Interprète en langue des signes, un métier en pénurie

Ce 23 septembre marque la Journée internationale de la langue des signes. Aujourd’hui en Belgique, 9% de la population, soit environ un million d’habitants en Belgique, souffre d’une déficience auditive selon des chiffres établis en 2016 par la Fédération francophone des sourds de Belgique. Il peut à la fois s’agir de surdité de naissance, de vieillesse ou de surdité professionnelle.

Christiane Broekman est interprète en langue des signes, notamment pour le journal télévisé de la RTBF.

Il n’existe pas de langue des signes universelle comme l’explique Christiane Broekman, interprète en langue des signes notamment pour le journal télévisé de la RTBF. Chaque pays, voire chaque région, parle donc la sienne. "C’est justement la Journée internationale des langues des signes pour insister sur le fait qu’il n’y en ait pas qu’une, et elles sont toujours en lien avec les réalités visuelles d’un pays, du développement social et économique d’un pays", explique-t-elle. "C’est donc une langue qui vit avec la société dans laquelle elle se développe. Ceci dit, des paramètres grammaticaux de la langue des signes sont internationaux et des sourds étrangers peuvent donc se comprendre. Par exemple, la direction de la main, la configuration de la main pour effectuer un signe ou le marquage du temps par la position du corps sont des paramètres de la langue des signes qui font que c’est international et qu’ils peuvent effectivement communiquer entre eux."

La langue des signes s’exprime donc avec tout le corps. "C’est vraiment une langue en trois dimensions. Le visage marque les expressions et le corps peut marquer le temps ou peut insister sur des emplacements ou des éléments grammaticaux", rajoute Christiane Broekman.

Demande croissante

En Belgique, cette langue a été reconnue le 21 octobre 2003 par la Communauté française comme quatrième langue officielle de Belgique. Et la date du 23 septembre n’est pas par hasard comme l’explique l’interprète : "C’est aussi la création de la Fédération mondiale des sourds un 23 septembre 1951 et c’est également le lancement de la Semaine internationale des sourds en septembre 1958. C’est vrai qu’aujourd’hui c’est la Journée internationale des langues des signes, mais il y aura toute la semaine des événements concernant cette langue des signes un peu partout dans le monde, avec chaque fois une thématique concernant la langue des signes, que ce soit la langue des signes et les femmes, la langue des signes et les réfugiés, la langue des signes et les enfants, etc. Chaque jour va donc avoir sa thématique et ça va se terminer le samedi par la Journée mondiale des sourds qui aura lieu à Marche-en-Famenne, organisée par la Fédération francophone des sourds de Belgique".

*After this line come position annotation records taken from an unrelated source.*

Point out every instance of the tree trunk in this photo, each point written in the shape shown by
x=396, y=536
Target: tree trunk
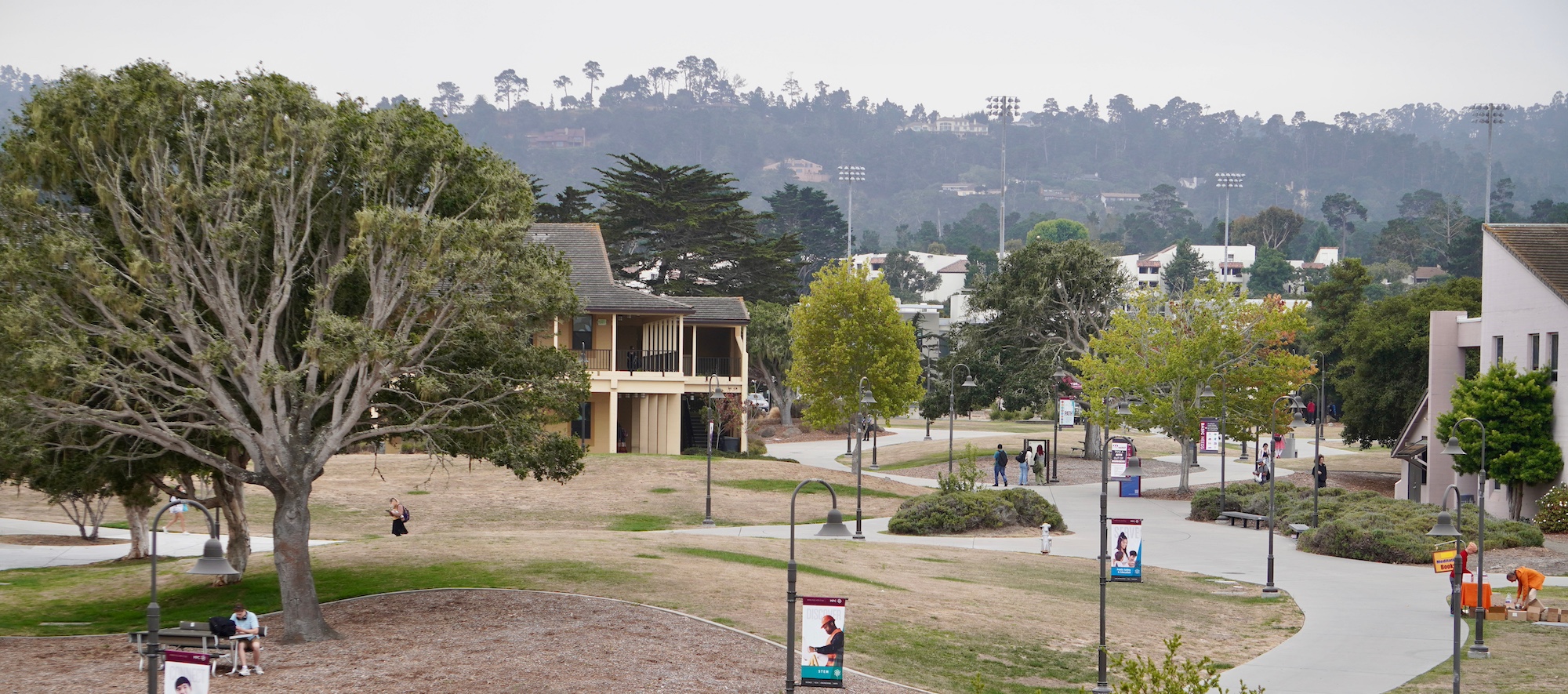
x=140, y=536
x=303, y=620
x=1186, y=462
x=230, y=495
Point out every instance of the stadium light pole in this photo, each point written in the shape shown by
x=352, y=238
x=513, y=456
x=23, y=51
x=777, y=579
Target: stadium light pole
x=1230, y=181
x=1006, y=111
x=851, y=175
x=1490, y=115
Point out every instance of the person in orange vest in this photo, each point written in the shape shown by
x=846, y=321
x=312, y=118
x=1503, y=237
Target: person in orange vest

Au niveau des demandes venant des employeurs du monde politique et de l’événementiel, le besoin ne cesse de croître. Un constat confirmé par Christiane Broekman. "Au niveau de notre travail en tant qu’interprètes en langue des signes, les demandes ont fort encore augmenté, mais ont également évolué dans les types de demandes. Avant, c’était beaucoup plus ce qu’on appelle des interprétations de liaison, c’est-à-dire la personne entendante en présence d’une personne sourde avec son interprète. Maintenant on se retrouve aussi avec des demandes venant de l’employeur, du politique pour les congrès ou de l’événementiel, comme des concerts, des pièces de théâtre, etc".

Le métier reste toutefois en pénurie malgré le fait que des formations et des masters existent depuis 5 ans, notamment à l’école Marie Haps.